Things I Want My Daughters To Know by Elizabeth Noble

Guess what? I got this book FREE as an advance copy (it's not even OUT yet!) from the publisher because I'm a member of the Early Reviewers Group on Library Thing!! Isn't that cool? Anyway, I'm supposed to review it, and I don't have to give it a good review if I don't want to.

The story of a family with four daughters, the book begins with the mother's death. You get to read alternating passages about each of the four daughters and their (largely messed up) lives. The mother left letters and a diary with advice and lessons she wanted her daughters to know, also cleverly interspersed into the narrative. The writing was lovely, the characters well-drawn. I don't know if it was because I was reading this while my cousin was dying or not, but it was all very "Terms of Endearment" to me. If you like that sort of heart-wrenching, life-examining kind of work, it was really good. I'm afraid it was a bit maudlin for me, but an easy read and one that wasn't just entertaining but meaningful too. I'd read Elizabeth Noble again in a New York minute, but maybe I'd wait until I was in a better mood for this one!

Saturday, February 9, 2008

Book Meme

Ok, ok, I got tagged for a meme. I rarely, if ever, do these things. But my kids are in the bathtub and I have two minutes to myself. It's a short one, so here goes. Here's the rules:

The rules of this particular meme are:
1. Pick up the nearest book (of at least 123 pages)
2. Open the book to page 123
3. Find the fifth sentence
4. Post the next three sentences
5. Tag five people

So the nearest book is one I bought for my 6 year old at Costco today called "The Original Adventures of Hank the Cowdog". The three sentences are:

"Right now we've got another case to crack. Now look at these tracks. What do you make of them?"

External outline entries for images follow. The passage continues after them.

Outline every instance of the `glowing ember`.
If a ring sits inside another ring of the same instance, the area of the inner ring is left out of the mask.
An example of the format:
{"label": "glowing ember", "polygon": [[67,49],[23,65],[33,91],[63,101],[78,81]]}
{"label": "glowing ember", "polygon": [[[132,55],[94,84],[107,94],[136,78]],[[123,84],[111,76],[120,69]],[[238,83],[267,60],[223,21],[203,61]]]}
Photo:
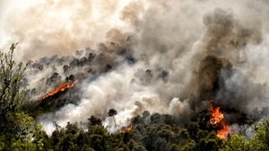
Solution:
{"label": "glowing ember", "polygon": [[220,111],[220,107],[213,108],[213,102],[210,104],[210,124],[221,126],[218,130],[217,137],[221,139],[226,139],[229,133],[229,126],[224,121],[224,114]]}
{"label": "glowing ember", "polygon": [[220,111],[220,107],[213,108],[213,105],[210,105],[210,112],[211,112],[210,123],[212,125],[216,125],[224,119],[223,113]]}
{"label": "glowing ember", "polygon": [[227,124],[222,125],[222,129],[218,130],[217,137],[221,139],[226,139],[229,133],[229,127]]}
{"label": "glowing ember", "polygon": [[120,129],[119,133],[126,133],[126,132],[130,131],[132,129],[134,129],[134,127],[132,125],[130,125],[130,126],[126,127],[126,129]]}
{"label": "glowing ember", "polygon": [[77,82],[77,80],[75,81],[68,81],[66,83],[62,84],[61,85],[59,85],[58,87],[55,88],[53,91],[51,91],[50,93],[48,93],[47,95],[41,97],[39,100],[43,100],[46,99],[49,96],[52,96],[59,92],[64,92],[67,89],[70,89],[71,87],[74,86],[74,84]]}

Easy enough. Unfortunately, I don't have enough time to tag 5 other people (my two minutes are up - sigh), so if you're reading this, you're tagged!

Friday, February 8, 2008

Review: Grief by Andrew Holleran

I liked this book. Andrew Holleran's writing is very good, and I always seem to like these "memoir-type" books -- this is very similar in style to Gilead, Rules for Old Men Waiting, those types of books.

The story is narrated by an aging gay man whose mother has just died. He comes to Washington D.C. to teach a semester as a way of getting a change of scenery and dealing with his grief.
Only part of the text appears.